A&T sprinter ties for top spot in nationCourtesy NC A&T Sports Information / April 21, 2017
Overshadowing the entire 2017 Aggie Invitational at North Carolina A&T’s Irwin Belk Track was senior Christopher Belcher’s wind-aided 9.99 sprint in the men’s 100m finals on Day 2 of the competition— a time that has him tied for the No. 1 spot in the nation in the men’s 100m with Kendal Williams from the University of Georgia.
But let’s not limit Belcher to only collegiate athletes. Belcher’s 9.99 is the second-fastest wind-aided time in the world behind Thando Roto’s 9.98 run in South Africa on Feb. 18. He has the fourth-fastest time overall. It is a school record and personal-best for Belcher.
Belcher and teammate senior Caleb Gabriel were the only two collegiate athletes to qualify in the men’s 100m as six of the eight seeds were taken by Olympic athletes and professional runners. Belcher (10.08) and Gabriel (10.18) respectively had the highest qualifying marks in the preliminaries, and Belcher made sure to maintain his lead in the finals. Belcher crossed the line just ahead of former North Carolina A&T sprinter Desmond Lawrence (10.12), the only athlete in school history to earn indoor and outdoor All-American honors, and Qatar representative Tosin Ogunode (10.17). Gabriel tied his prelim time of 10.18 for fourth ahead of Olympic athletes Darrell Wesh (10.19), Ramon Gittens (10.21) and Burkheart Ellis Jr. (10.26).

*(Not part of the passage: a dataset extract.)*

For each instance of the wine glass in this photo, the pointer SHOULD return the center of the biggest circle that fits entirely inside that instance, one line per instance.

“I was really excited after I ran the race and I looked up and saw a nine on the board,” said Belcher. “Now it’s just time to be consistent with it.”
Belcher was not even set to run the 100m, rather he was supposed to perform in the 200m only. After seeing who Belcher was going to compete against, Duane Ross, the Aggies’ director of track and field programs, texted his standout sprinter last night at midnight with the message: “If anyone is going to run under 10 seconds on our track it’s going to be us.”
“We came this morning, had a good tune-up for that 4×100, and after that prelim round in the 100 meters where he ran 10.08, I knew he was going to run under 10 seconds,” said Ross. “We don’t chase times normally, but today it was all about him breaking through that barrier mentally. He was able to do it last year, so it was just about him mentally breaking through and knowing he could run under 10 seconds.”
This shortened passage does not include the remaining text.